A new beginning for New Beginning$

Our local brothel has closed. The other day, I noticed a For Lease sign on the roof of the building, indicating the neighborhood prevailed in its efforts to run it out of business. I'm a little sad to see it go because it added some character to a stretch of Broadway dominated by car lots.

New Beginning$ advertised hot tubs and massages for "Men Women Couples" and "Private Tubs For One Or Two." That might seem innocent enough, if it weren't for the opaque glass windows and a metal security door leading to a dimly lit staircase. That and it was the only "spa" in our neighborhood with a bouncer posted out front. (And yes, the dollar sign is part of the name.) Even though it's been cited repeatedly over the years for drugs and prostitution, it wasn't until recently that its massage license was revoked. Here's a bit from an email sent to our neighborhood group about the public hearing:

Not only were the massage parlor's employees providing sex for money, but there was testimony that streeet prostitutes bring their customers to the hot tubs. The owner had no ideas of how to prevent this; asked whether she required a sign-in sheet, she replied Yes, "but they never give their right names anyway." (At least the previous business owner, who still owns the building, said in 1991 that she only allowed women to come in with "one boyfriend a day"...but no, she could not help it if a woman has 7 boyfriends in a week.)
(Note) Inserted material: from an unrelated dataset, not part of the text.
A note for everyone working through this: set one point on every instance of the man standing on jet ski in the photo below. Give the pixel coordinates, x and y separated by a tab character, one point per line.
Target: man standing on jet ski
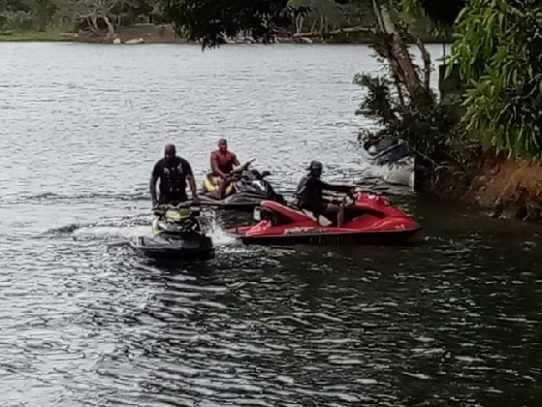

I love the bit about "7 boyfriends in a week." I'm sure it was all perfectly innocent. Anyway, now it's gone, ending all prostitution in North Oakland for good. Or at least moving it back to the seedy motels along Broadway and Macarthur where it belongs. Not that I liked having a brothel in our neighborhood, mind you, but it did let me feel a little closer to my Nevada roots. And let's be honest, it's going to happen somewhere. It might as well be a place that couldn't be mistaken for anything else.